Azure AD SSO Login to AWS CLI

Azure AD SSO Login to AWS CLI

Note out of scope here is setting up the services itself. This article is about using a Node application to login to Azure on a client and then being able to use the AWS CLI. Specifically this information applied to a Linux desktop.

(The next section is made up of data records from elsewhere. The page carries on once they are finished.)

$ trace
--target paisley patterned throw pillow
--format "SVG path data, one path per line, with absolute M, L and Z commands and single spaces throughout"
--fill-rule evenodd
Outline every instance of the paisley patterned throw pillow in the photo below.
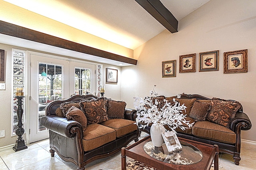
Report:
M 81 109 L 87 118 L 88 124 L 100 123 L 108 120 L 104 98 L 80 102 Z
M 206 120 L 230 128 L 231 121 L 241 107 L 236 101 L 212 98 Z

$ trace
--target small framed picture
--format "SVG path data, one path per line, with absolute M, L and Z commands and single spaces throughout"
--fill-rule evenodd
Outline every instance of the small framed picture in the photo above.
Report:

Setting up the services are documented here: https://docs.microsoft.com/en-us/azure/active-directory/saas-apps/amazon-web-service-tutorial

We are following this tutorial https://github.com/dtjohnson/aws-azure-login and focussed on one account having an administrative role and then switching to different accounts which allows the original role to administer resources.

Linux Lite 4.4 OS Setup

# cat /etc/issue
Linux Lite 4.2 LTS \n \l
# apt install nodejs npm
# npm install -g aws-azure-login --unsafe-perm
# chmod -R go+rx $(npm root -g)
# apt install awscli 

Configure Named Profile (First Time)

$ aws-azure-login --profile awsaccount1 --configure
Configuring profile ‘awsaccount1’
? Azure Tenant ID: domain1.com
? Azure App ID URI: xxxxxxxx-xxxx-xxxx-xxxx-xxxxxxxxxxxx
? Default Username: myaccount@domain1.com
? Default Role ARN (if multiple): 
arn:aws:iam::xxxxxxxxxxxx:role/awsaccount1-Admin-Role
? Default Session Duration Hours (up to 12): 12
Profile saved.

Login with Named Profile

$ aws-azure-login --profile awsaccount1
Logging in with profile ‘awsaccount1’...
? Username: myaccount1@mydomain1.com
? Password: [hidden]
We texted your phone +X XXXXXXXXXX. Please enter the code to sign in.
? Verification Code: 213194
? Role: arn:aws:iam::xxxxxxxxxxxx:role/awsaccount1-Admin-Role
? Session Duration Hours (up to 12): 12
Assuming role arn:aws:iam::xxxxxxxxxxxx:role/awsaccount1-Admin-Role

Update Credentials File For Different Accounts to Switch Roles To

$ cat .aws/credentials 
[awsaccount2]
region=us-east-1
role_arn=arn:aws:iam::xxxxxxxxxxxx:role/awsaccount1-Admin
source_profile=awsaccount1

[awsaccount3]
region=us-east-1
role_arn=arn:aws:iam::xxxxxxxxxxxx:role/awsaccount1-Admin
source_profile=awsaccount1

[awsaccount1]
aws_access_key_id=XXXXXXXXXXXXXXXXXXXX
aws_secret_access_key=XXXXXXXXXXXXXXXXXXXXXXXXXXXXXXXXXXXXXXXX
aws_session_token="xxxxxxxxxxxxxxxxxxxxxxxxxxxxxxxxxxxxxxxxxxxxxxxxxxxxxxxxxxxxxxxxxxxxxxxxxxxx=="
aws_session_expiration=2019-04-18T10:22:06.000Z

Test Access

$ aws iam list-account-aliases --profile awsaccount2
{
    "AccountAliases": [
        "awsaccount2"
    ]
}
$ aws iam list-account-aliases --profile awsaccount3
{
    "AccountAliases": [
        "awsaccount3"
    ]
}

So next time just login with the named profile awsaccount1 and you have AWS CLI to the other accounts. Note you will need to make sure ARN’s and roles etc are 100% accurate. It gets a bit confusing.

Also this is informational and you carry your own risks of accessing the wrong account.